There's nothing bad about all this in my opinion. The no-huddle, fast-paced systems are terrific for college football because they

can be a great equalizer for a team with less talent. The defense can't substitute and can get exhausted quickly. In some of these offenses, the potential of the quarterback running is hard to defend, and adds to the excitement of the college game. I love college football, and the fast-paced, high-octane offenses that come with it.

But it does make it harder for those quarterbacks to adjust to the NFL. It also makes it harder on NFL general managers because they have to forecast whether these quarterbacks can handle the mental adjustment of a pro-style offense, which involves more pre- and post-snap coverage reads.

This could be the exact reason why the No. 1 pick in the draft, the Rams' Jared Goff, has yet to make his NFL debut. He played in the "Air Raid" offense (or "Bear Raid" as they called it at Cal), which was made famous by coach Mike Leach. While this offense has helped make QBs extremely productive with gaudy college stats, no quarterback from this system has succeeded in the NFL. Even players from that type of system who showed flashes, like Robert Griffin III, haven't been able to sustain success.

It's exactly why so many talent evaluators were divided over whether Goff should be the top pick. Goff has shorter arms and smaller hands than what many GMs are looking for. Yet the offense he played in college was probably the biggest concern for his detractors. Some teams even had Goff ranked as the third-best quarterback in the draft, behind Carson Wentz and Paxton Lynch.

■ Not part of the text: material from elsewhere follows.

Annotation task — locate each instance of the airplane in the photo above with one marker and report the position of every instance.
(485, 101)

It's way too early to make outrageous claims about whether the Rams made the right decision taking Goff. Many made that mistake Griffin's rookie year, when they said he was better than Andrew Luck. There is no doubt Goff is extremely talented, but when will the Rams play him? Clearly their coaching staff doesn't think he's ready. Case Keenum, Los Angeles' starting quarterback, came from a similar college system. While he's done well for a former undrafted player, he isn't a franchise quarterback and has had concussion issues in the past.

Goff could get his opportunity at any moment. And when that time does come, how long will it take Goff to acclimate? Ultimately, will he prove the Rams right for drafting him? We are left to speculate for now. Maybe it could change Sunday at University of Phoenix Stadium.